Okyanus kenarı olması çok daha farklı bir atmosfer katmış şehre.... İnsanları çoğu caddenin sokakların ortasında ellerinde sörf tahtaları çılgın dalgalarda sörf yapmaya gidiyorlar...
Şehri şöyle bir dolaştıktan sonra kalacak bir kamping bulabilmek için turizm ofisinden bilgi aldık ve şehre 5 km uzaklıkta İgueldo kampingde yer bulup yerleştik. Bu kamping şehre yakın tek kamping onun için başka da seçeneğimiz yoktu. Fakat oldukça güzel ve fiyat olarakta oldukça uygun bir kampingti. Biz 2 kişi çadır ve arabamız toplam 27 euroya 1 gece konakladık. Planlarımız da 3 gece konaklamak vardı fakat gece başlayan yağmur ve ertesi sabah kalktığımızda hava sıcaklığının 21 derece olmasından dolayı tatili kısa kesmek zorunda kaldık.
Yukarıda ki resimde gördüğünüz eserlere rüzgar tarağı adı verilmiş. Şehre giren rüzgarı dağıttığına inanılan bu eserler 2 sanatçının eseridir.
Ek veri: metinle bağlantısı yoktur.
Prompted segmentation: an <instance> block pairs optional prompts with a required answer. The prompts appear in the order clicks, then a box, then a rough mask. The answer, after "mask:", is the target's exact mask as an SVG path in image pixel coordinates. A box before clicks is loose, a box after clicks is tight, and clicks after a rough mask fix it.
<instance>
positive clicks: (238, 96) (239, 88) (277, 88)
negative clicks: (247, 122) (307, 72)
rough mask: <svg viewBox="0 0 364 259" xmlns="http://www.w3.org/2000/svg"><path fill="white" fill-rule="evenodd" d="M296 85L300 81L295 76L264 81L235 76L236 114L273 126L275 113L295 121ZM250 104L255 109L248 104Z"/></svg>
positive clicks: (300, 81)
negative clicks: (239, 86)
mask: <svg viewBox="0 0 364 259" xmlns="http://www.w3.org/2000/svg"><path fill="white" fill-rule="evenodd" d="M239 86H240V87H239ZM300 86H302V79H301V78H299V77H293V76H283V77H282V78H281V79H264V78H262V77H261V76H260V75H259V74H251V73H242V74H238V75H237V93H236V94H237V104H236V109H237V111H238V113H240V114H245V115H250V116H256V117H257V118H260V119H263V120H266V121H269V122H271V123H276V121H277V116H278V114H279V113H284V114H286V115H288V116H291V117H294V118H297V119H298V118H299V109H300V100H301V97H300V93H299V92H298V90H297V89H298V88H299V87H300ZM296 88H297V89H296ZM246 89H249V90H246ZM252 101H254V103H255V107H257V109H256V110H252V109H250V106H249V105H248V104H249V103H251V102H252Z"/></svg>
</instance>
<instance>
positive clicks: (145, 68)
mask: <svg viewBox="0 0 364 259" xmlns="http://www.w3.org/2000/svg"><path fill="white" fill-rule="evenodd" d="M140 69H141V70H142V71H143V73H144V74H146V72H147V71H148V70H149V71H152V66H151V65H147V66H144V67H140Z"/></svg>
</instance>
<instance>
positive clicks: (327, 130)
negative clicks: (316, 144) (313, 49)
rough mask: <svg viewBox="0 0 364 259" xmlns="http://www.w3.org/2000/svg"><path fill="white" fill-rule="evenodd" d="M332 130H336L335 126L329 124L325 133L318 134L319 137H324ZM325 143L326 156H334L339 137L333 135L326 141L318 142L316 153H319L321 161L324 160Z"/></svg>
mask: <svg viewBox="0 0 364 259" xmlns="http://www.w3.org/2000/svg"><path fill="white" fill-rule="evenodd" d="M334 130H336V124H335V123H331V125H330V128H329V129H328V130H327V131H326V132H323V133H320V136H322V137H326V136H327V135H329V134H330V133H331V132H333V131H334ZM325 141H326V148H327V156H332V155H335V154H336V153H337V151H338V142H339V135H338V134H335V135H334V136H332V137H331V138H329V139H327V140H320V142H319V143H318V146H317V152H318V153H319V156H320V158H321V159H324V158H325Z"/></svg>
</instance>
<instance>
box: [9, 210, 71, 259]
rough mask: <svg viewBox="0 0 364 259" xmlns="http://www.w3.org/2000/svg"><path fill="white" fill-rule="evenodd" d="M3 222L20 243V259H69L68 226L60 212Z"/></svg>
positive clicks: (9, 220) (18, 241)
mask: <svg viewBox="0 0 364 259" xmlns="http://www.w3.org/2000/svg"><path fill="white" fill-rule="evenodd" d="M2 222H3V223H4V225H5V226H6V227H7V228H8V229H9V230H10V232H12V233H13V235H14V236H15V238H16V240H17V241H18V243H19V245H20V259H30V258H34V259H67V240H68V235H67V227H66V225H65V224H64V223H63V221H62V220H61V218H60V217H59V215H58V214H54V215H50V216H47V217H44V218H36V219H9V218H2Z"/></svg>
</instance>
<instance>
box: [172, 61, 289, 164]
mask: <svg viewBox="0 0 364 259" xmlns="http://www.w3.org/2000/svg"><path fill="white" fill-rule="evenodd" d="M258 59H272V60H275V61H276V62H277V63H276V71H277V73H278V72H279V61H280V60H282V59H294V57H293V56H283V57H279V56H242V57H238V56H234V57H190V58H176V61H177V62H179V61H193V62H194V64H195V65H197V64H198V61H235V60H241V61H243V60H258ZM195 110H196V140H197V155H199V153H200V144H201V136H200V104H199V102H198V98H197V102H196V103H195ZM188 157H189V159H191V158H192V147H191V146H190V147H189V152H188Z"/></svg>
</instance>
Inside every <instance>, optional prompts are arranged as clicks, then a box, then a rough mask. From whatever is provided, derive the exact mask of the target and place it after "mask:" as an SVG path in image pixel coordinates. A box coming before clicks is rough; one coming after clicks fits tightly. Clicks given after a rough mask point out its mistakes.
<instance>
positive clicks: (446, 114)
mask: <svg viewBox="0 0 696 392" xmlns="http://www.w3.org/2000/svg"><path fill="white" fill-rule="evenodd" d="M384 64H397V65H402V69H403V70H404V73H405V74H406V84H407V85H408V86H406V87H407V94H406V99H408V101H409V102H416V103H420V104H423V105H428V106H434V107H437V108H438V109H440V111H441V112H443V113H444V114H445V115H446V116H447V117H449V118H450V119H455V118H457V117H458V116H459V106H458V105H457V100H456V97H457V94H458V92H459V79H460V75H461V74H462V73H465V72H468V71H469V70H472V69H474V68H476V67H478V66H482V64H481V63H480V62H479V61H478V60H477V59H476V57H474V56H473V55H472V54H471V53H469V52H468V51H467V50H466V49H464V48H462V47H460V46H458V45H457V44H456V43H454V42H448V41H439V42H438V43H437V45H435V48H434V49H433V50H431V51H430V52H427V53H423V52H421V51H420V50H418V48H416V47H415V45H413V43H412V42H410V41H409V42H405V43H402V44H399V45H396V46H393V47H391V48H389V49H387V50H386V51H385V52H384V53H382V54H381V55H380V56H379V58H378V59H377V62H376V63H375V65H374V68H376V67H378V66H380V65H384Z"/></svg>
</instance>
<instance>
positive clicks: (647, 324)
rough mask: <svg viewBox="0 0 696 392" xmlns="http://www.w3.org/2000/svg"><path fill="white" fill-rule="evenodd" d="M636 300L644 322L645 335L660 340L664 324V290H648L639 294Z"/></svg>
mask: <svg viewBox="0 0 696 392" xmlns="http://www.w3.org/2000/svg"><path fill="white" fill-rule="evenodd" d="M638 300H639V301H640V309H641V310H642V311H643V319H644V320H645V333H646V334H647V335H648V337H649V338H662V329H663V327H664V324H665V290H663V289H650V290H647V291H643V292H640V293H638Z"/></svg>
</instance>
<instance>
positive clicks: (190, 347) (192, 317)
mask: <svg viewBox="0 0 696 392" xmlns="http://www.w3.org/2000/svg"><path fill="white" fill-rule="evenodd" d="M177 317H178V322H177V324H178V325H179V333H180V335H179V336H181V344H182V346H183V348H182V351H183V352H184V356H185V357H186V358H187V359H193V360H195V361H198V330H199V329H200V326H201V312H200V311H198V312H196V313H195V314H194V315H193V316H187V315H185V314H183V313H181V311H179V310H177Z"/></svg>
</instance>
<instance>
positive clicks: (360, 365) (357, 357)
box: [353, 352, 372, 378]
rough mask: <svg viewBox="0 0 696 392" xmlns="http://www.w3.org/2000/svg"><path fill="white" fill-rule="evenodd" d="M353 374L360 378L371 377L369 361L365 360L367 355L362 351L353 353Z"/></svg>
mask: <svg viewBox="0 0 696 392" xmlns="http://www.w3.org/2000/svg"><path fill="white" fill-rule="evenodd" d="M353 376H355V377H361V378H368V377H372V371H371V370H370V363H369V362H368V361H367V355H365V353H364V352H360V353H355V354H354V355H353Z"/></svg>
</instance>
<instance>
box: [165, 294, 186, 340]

Ve bir çok turist tarafından ziyaret edilmektedir.
Şehir çok küçük olduğundan ertesi sabah öğlen kampingten ayrılıp şehri merkezine geldik ve etrafı iyice gezdik bir ara buraya kadar geldik okyanusta yüzmeden dönmeyelim dedik ama hava sıcaklığı pekte normal olmadığından ben bu fikirden hemen vaz geçsem de Murat yüzdü. Kumsalda oturup sörf yapanları seyrettik. Akşam saat 7 gibi St. Sebastiandan ayrıldık ve eve doğru yola çıktık.
Fransa sınırını geçtikten 10 km sonra St.Jean de Luz adlı küçük bir şehire geldik. Denizin üzerinde küçük bir köprüden geçerken koyda ki evler ve tekneler çok hoşuma gitti ve fotoğraf çekmek için durduk fakat sonra burası o kadar hoşumuza gitti ki heryeri iyice gezmeden ve akşam yemeğimizi yemeden ayrılamayacağımız anladık.